Sunday, November 16, 2003
I missed this the first (well, only) time through KdT's Unabomber-like manifesto:
There was even a time when a President of the United States threatened to punch a man in the face and kick him in the balls, because the man had the temerity to say bad things about the President's daughter's singing.
Let's see: that would be Harry Truman. His daughter, Margaret, at the adult age of 26, gave a recital in DC in 1950. The music critic of the Washington Post, in a dastardly display of doing his fucking job, gave her a bad review. In return, Harry Truman, President of the United States, sent off a letter threatening criminal assualt.

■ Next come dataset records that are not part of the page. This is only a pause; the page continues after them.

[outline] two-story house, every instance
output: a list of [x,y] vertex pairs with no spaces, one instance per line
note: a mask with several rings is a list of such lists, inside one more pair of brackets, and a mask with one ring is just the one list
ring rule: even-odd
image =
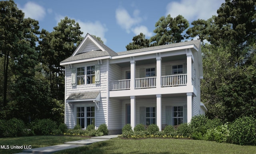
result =
[[189,123],[204,114],[200,40],[116,53],[89,34],[65,66],[65,123],[108,126]]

Mind you, he didn't actually go over there and kick his ass; he just used his position as President to make empty threats. (Everyone later forgave each other.) So who's the bigger man: the guy who makes empty threats, knowing he won't have to back them up, or the guy who does his journalistic duty and writes the unpleasant truth about the singing of the beloved daughter of the most powerful man in the world?
Saturday, November 15, 2003
Why did Eugene Volohh, writing as Saddam Hussein, suggest last year that he detonate a nuclear weapon over Nevada? Is he insane?
In fact, we are proud to say that we have manufactured many such weapons. Nearly a dozen of them are now in place in major American cities. We certainly do not want to have to detonate them, and we see no need to go that far, if you accede to several reasonable requests that essentially amount to a permanent disengagement from the internal affairs of the Middle East...
Americans recognize that you would not be morally justified in killing innocent Iraqis through a retaliatory attack. After all, your actions during your campaign in Afghanistan show that you do not take civilian casualties lightly, even when they are incidental to attacks on military targets.
And of course such civilian deaths will only lead to a righteous desire in the Islamic world for further acts of vengeance against Americans.
Righteous desire for vengeance against Americans? Is Volokh a traitor?
-- or do some on the right, in fact, understand the technique of writing in the voice of an enemy?
Have you noticed that nobody (in the part of the blogosphere I frequent, at least) even mentions Lileks any more? Do you wonder why that is?
Then Ted Rall wrote a column called “Why We Fight” in the voice of an Iraqi “resistance” fighter. I suppose it’s intended to help us understand the mindset of the enemy. Eh. The French have a saying: his head, it is filled with urine. Or they should have such a saying; I’m sure it would sound elegant and dismissive. These people aren’t the loyal opposition anymore; they’re just the opposition. They may say they love America, but they love some idealized nonexistent America that can never exist as long as there’s individuality and free will. They’re like people who say they love women and beat their wife because she doesn’t look like the Playboy centerfold. I’m sick of the lot of them. As for Rall, who cares about him? He’ll get his reward: the great yawning indifference of history. If people barely remember Kelly and Capp nowadays, what are the chances that they’ll remember someone who appeared to draw with his thumb?
Yup, if you're looking for wife-beating sexists, everyone knows the place to go is the anti-war left.
UPDATE: Instapundit picks this day to link to the same piece. Double WTF.
Wednesday, November 12, 2003
I was a little too far from a sign in Barnes and Noble yesterday: for a moment I thought they had a section full of books on Christian Imperialism, and no small section either! Turns out it was Christian Inspiration.